The convening of an authoritative conference of Orthodox Rabbis to solve the problem of divorce and other problems affecting the position of Jewish women was urged by the Board of Jewish Deputies in a resolution adopted at its meeting here today, under the chairmanship of O. E. d’Avigdor Goldsmid, president.

After a discussion on the question of “Gett,” the Board adopted the following motion: “That this Board is of the opinion that, having regard to the divorce and other problems affecting the position of Jewish women, the London Beth Din should seriously consider the desirability of taking steps to secure the convening of an authoritative Conference of Orthodox Rabbis.”

On the occasion of the change of Government in Roumania there has been a friendly correspondence between the Joint Foreign Committee and leading members of the new Cabinet, says the report of the Joint Foreign Committee by the Board. M. Madgearu, on behalf of his colleagues, it states, has assured the Committee of its intention to realize the most harmonious relations with all the minorities in the kingdom.

The Committee is still in correspondence with the Roumanian Government on the subject of the decree relating to aliens which was promulgated in October.

Further correspondence has passed between the Committee on the one hand and the Foreign Office and the Secretary-General of the League of Nations on the other, relative to the restricted right of petition to the Council of the League enjoyed by national as distinct from international organizations. So far, the correspondence has proved hopeful. On November 15th, Sir Eric Drummond informed the Committee that while under the existing rules the petition of the Committee could not be presented to the Council, he was of the opinion that it raised points which could be usefully submitted to the Council, and he added, “this I intend to do at its forthcoming session.” The communications received from His Majesty’s Government on the same subject are equally encouraging.

The alleged persecution of Judaism in Russia which has been almost uninterruptedly before the Committee during the last three years was further considered. A confidential correspondence was laid before the Committee in which the best means of coming to the assistance of the Russian Jews was discussed. The question is full of difficulties and it is not yet possible for the Committee to make any definite statement as to the exact situation in Russia or the most appropriate remedial measures.

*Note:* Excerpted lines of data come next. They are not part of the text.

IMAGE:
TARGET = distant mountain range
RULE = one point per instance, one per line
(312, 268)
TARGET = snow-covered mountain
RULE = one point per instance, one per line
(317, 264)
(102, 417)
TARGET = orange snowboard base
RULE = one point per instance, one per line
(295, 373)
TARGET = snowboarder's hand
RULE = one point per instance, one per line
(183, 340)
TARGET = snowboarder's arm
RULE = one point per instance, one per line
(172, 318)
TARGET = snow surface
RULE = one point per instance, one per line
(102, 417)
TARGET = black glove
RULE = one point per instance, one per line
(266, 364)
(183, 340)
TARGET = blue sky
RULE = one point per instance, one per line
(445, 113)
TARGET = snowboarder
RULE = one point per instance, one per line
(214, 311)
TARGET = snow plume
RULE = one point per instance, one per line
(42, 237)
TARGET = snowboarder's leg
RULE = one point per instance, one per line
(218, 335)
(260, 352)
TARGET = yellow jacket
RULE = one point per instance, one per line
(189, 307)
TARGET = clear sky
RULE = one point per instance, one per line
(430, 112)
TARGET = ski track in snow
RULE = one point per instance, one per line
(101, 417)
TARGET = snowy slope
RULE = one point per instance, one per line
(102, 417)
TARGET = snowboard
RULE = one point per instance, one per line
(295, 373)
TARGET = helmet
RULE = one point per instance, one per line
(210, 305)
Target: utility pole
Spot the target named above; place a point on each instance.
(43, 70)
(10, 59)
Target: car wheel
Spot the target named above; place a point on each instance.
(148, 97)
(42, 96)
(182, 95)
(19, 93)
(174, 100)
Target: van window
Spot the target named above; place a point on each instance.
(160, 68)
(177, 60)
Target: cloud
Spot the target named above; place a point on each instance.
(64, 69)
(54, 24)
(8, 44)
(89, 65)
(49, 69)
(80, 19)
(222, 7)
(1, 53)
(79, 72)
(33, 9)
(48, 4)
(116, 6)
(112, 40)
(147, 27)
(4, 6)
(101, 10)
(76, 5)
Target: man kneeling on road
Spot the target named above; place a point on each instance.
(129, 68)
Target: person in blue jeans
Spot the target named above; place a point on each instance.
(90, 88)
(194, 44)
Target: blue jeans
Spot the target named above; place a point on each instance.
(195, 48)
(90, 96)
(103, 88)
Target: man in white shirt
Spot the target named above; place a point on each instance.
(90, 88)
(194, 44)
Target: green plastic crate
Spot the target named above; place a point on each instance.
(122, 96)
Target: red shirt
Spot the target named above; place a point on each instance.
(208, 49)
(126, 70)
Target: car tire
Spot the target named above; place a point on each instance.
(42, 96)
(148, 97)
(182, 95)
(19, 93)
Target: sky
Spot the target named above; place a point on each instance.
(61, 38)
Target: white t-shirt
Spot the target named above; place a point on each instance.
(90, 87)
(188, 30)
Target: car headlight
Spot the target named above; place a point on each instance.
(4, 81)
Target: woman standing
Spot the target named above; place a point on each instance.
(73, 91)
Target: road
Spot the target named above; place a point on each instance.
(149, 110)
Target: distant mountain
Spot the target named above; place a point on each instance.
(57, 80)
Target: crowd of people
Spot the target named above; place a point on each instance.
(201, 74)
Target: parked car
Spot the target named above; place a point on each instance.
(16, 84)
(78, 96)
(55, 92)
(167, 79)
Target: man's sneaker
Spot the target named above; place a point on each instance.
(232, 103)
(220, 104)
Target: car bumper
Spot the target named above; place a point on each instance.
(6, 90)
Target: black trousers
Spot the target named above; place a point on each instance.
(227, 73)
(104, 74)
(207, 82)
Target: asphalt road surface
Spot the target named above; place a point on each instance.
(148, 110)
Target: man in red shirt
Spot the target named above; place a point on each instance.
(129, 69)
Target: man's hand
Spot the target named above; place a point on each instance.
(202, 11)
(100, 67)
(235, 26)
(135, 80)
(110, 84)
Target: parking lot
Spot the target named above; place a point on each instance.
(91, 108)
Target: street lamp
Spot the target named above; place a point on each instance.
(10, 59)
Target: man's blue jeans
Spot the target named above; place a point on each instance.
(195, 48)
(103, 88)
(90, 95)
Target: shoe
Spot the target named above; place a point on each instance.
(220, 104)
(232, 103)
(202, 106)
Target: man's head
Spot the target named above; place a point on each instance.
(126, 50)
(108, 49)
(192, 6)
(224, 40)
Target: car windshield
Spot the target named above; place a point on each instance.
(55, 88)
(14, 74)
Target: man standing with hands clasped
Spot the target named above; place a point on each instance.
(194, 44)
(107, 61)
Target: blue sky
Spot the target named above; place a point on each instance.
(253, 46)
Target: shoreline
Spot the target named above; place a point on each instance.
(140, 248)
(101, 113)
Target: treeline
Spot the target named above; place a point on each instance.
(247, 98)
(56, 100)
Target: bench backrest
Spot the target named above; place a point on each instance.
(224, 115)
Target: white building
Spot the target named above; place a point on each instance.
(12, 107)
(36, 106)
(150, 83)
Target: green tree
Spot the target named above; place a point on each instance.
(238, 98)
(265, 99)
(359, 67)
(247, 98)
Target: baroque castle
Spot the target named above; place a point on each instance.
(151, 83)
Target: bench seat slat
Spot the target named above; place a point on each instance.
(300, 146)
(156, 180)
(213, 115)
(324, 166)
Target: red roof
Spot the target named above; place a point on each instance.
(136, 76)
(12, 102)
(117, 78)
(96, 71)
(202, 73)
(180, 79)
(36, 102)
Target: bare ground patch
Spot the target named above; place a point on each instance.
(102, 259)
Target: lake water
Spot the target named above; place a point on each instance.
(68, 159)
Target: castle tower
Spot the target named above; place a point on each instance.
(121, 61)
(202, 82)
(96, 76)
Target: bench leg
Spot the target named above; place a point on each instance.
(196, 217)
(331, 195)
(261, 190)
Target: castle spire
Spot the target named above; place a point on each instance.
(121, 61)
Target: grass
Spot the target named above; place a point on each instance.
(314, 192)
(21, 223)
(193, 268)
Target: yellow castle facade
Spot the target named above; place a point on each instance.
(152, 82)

In view of the attention which has been called to the alleged sufferings of the Jews of the Yemen by the British and American press, the American Jewish Committee has proposed that steps shall be taken by the leading Jewish organizations to ascertain the exact truth and if necessary to secure protection for the victims. The Joint Foreign Committee has been very happy to fall in with his suggestion and it hopes very shortly to be in a position to announce a plan of action.